Way back in the day, my early education in Hong Kong cinema was more along the lines of guns and hand grenades, as opposed to fists and barrel rolls. Bullet ballets, car chases, crooked cops and machete gangs; I was all over that. It wasn’t until a double bill at a local cinema — Drunken Master II and Hard Boiled, to be precise — that I realised the other side of Cantonese and Mainland action cinema. Since then, I’ve enjoyed many of the classics; but still, I’ll be the first to admit I’m no expert, not like HC’s resident chop-socky fan Justin. I only know what I like and it probably doesn’t take much to impress me.
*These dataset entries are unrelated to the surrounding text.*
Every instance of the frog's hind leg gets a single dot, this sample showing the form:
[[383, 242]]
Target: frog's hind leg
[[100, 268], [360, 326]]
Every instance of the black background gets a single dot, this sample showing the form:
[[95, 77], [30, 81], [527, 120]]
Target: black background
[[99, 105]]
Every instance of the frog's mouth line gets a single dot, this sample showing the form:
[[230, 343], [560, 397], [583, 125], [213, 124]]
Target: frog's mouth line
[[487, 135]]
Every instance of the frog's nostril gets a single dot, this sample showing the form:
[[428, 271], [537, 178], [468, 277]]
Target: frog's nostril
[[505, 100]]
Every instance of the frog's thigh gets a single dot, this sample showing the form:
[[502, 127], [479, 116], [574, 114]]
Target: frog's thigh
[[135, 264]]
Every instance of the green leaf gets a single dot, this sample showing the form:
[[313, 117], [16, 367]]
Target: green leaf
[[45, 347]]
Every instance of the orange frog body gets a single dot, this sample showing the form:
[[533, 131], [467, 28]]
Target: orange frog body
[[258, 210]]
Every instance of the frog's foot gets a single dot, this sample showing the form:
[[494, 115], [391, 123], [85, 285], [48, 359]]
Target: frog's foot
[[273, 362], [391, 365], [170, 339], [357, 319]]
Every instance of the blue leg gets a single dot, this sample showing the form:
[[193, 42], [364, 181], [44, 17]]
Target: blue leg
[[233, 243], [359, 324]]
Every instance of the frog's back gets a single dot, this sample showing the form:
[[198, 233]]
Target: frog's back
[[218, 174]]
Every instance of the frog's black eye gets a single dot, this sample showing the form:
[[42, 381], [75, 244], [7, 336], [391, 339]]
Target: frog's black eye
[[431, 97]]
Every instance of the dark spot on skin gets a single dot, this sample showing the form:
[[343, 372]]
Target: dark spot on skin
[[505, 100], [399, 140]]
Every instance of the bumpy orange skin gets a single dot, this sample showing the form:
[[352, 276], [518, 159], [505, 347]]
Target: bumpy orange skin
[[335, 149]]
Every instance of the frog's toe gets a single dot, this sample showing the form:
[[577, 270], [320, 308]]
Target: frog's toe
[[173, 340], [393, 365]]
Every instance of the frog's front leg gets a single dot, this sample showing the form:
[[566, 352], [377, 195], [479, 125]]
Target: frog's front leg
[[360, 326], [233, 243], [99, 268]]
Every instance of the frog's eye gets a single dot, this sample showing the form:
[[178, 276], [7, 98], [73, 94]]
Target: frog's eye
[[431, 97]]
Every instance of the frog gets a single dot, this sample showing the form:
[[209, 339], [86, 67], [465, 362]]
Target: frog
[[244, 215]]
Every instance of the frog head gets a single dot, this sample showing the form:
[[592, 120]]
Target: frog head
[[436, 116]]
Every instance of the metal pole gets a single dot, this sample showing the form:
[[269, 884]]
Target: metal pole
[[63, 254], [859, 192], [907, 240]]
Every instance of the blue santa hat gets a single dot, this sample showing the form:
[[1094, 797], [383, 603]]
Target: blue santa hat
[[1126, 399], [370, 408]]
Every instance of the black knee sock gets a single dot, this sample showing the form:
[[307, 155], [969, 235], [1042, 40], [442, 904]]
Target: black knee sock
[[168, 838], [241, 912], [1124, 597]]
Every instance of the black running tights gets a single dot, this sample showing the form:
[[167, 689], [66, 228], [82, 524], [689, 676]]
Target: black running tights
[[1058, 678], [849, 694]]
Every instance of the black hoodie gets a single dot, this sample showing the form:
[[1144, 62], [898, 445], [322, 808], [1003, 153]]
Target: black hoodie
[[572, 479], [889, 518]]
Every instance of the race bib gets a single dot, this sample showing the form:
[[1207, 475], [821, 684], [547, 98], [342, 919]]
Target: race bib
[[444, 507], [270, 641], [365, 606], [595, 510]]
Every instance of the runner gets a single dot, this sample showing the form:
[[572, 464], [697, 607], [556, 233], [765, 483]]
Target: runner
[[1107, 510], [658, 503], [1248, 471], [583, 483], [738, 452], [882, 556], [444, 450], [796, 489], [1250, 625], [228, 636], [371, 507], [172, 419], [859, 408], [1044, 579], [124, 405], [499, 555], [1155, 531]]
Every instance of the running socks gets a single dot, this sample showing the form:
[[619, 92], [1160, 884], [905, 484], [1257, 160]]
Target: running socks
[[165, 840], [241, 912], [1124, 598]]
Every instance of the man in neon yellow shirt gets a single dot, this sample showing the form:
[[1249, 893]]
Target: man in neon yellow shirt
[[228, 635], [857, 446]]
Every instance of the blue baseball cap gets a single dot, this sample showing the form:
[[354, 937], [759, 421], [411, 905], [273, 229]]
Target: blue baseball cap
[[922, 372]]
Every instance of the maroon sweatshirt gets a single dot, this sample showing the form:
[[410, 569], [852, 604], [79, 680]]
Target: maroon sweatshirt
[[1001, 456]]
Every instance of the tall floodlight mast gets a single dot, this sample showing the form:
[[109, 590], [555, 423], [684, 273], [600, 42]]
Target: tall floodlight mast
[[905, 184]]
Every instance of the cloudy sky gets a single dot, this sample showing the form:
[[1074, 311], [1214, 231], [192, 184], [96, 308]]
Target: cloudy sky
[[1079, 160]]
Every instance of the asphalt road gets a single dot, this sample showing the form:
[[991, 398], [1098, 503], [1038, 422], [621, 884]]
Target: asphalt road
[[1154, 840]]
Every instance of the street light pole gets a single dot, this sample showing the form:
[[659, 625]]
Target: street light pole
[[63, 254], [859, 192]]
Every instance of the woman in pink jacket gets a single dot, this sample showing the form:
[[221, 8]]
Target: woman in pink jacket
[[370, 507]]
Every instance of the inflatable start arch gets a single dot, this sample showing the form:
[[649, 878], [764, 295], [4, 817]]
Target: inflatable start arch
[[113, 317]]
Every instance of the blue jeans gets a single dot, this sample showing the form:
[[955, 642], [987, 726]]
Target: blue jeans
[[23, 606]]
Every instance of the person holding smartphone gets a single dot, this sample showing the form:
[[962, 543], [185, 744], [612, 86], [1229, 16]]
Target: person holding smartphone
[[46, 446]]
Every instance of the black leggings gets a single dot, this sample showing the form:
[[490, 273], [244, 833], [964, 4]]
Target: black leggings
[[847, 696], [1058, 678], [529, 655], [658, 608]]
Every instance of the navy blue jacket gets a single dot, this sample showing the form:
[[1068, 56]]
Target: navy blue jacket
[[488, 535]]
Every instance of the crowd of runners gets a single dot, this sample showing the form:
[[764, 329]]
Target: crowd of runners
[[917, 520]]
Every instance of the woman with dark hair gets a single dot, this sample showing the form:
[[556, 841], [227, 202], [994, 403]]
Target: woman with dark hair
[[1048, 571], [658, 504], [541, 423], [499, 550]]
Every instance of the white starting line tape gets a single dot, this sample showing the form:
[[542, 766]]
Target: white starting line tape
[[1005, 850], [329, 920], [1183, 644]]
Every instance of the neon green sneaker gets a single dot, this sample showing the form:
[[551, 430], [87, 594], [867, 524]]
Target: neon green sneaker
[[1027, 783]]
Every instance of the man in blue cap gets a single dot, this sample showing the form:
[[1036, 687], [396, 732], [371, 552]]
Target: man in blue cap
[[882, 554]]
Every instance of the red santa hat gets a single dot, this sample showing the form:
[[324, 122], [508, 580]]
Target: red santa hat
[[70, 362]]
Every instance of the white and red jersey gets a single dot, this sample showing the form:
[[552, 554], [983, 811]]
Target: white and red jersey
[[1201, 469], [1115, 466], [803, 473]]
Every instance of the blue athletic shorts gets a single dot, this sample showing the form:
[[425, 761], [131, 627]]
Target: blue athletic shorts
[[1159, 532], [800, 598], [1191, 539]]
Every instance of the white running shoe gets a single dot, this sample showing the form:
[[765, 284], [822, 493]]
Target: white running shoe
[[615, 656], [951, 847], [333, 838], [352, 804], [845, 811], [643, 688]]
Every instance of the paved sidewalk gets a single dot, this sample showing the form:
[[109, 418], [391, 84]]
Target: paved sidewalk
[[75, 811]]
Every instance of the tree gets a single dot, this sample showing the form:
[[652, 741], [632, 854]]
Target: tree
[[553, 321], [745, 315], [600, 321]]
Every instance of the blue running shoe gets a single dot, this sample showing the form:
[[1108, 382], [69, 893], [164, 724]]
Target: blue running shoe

Which is perhaps why I could walk away from Yip Wing Kin’s Kung Fu Chefs feeling that I’d been reasonably entertained; I’m not certain anyone with a more sophisticated palate would have been able to say the same.
Sammo Hung plays Yee, a genius chef and village leader, authoritative but down to earth, a man worthy of the right to wield the Golden Dragon Blade, a mystical cleaver capable of awesome feats of cookery. Yee however has a tragic past which, during an important birthday banquet, inevitably catches up with him. The ensuing mayhem results in betrayal and Yee’s exile from his home.
Meanwhile, Ken’ichi (Vanness Wu) is a young apprentice whose own master has deemed too diamond-in-the-rough to continue training. Ken is sent off in search of his master’s master, who just happens to be the same person Yee comes looking for. Both men more or less converge on Sum’s Restaurant (“Four Seas”, in Chinese), only to find the sought after Master Sum has passed away and his daughter Ching (Cherrie Ying) is now in charge. After some mystical tasting of the house specialty, some fine words of wisdom and a cooking competition which ousts the resident chef, Yee becomes head cook to help out the sisters and Ken assigns himself as the kooky yet promising pupil. Things are fine until the Best Chef in China competition looms, and that’s when Yee’s past finds him again and the knife fights start.
So, it’s a reasonably basic premise. There’s the zen art of cookery, some pretty fantastic looking food, some mean bad guys with blades and there’s some kung fu. What more could you want? Well, unfortunately, the true focus of the film — or what I assume was supposed to be the focus, Ken’s growth from arrogant student to certified master of cookery — wasn’t exactly as involving as it possibly should have been. And that would have been alright, if the conflict between Yee and his older, embittered brother had been more than a token plot device to lend pathos to Sammo’s character and provide a two-dimensional protagonist who possibly hadn’t developed emotionally past the age of thirteen.
It’s kind of like the director and writer looked at all the other films with food and kung fu concepts in them, then used them as a checklist for what they needed to put in this one; consequently there’s no real feeling in this film. It hasn’t been made with the sort of attention to detail and loving care that so obviously goes into the dishes Hung’s Yee describes; you know, the ones that are more metaphor for the Chinese soul than actual food? And the editing, which my movie buddy accurately described as “weird and stupid”, didn’t really help the film’s cause either.
But I did say “reasonably entertained”, didn’t I? I also said “easily impressed” but that’s beside the point. The film as a whole is somewhat sloppy, but that doesn’t necessarily mean scenes at the micro scale don’t work. There’s a great scene in a green grocer for example, where Ching’s sister (tiny Japanese import Kago Ai), redeems her genki and slightly annoying demeanour by starting a fight with the bad guys who are innocently going about their shopping. And any scene involving food and cooking is mouth watering (and a little disturbing for someone not used to all the quirks of Asian cuisine) and beautifully presented. Hung was Hung; he’s great even in a bad film, and it’s still a marvel to watch him do his thing, despite his age and size.
Overall, I can’t say I hated Kung Fu Chefs, but if someone like me, who’s not much of a connoisseur of the genre of kung fu film, can spot its flaws… Well, that’s never a good sign. Director Kin was a fight choreographer, and for that reason, he perhaps should have packed in more fights and done away with the foodie backdrop altogether. I suspect it would have made for a much more exciting film. But then, I suppose he wouldn’t have been able to include the word ‘chefs’ in the title, and maybe all he wanted in the end was someone to cook him a decent meal.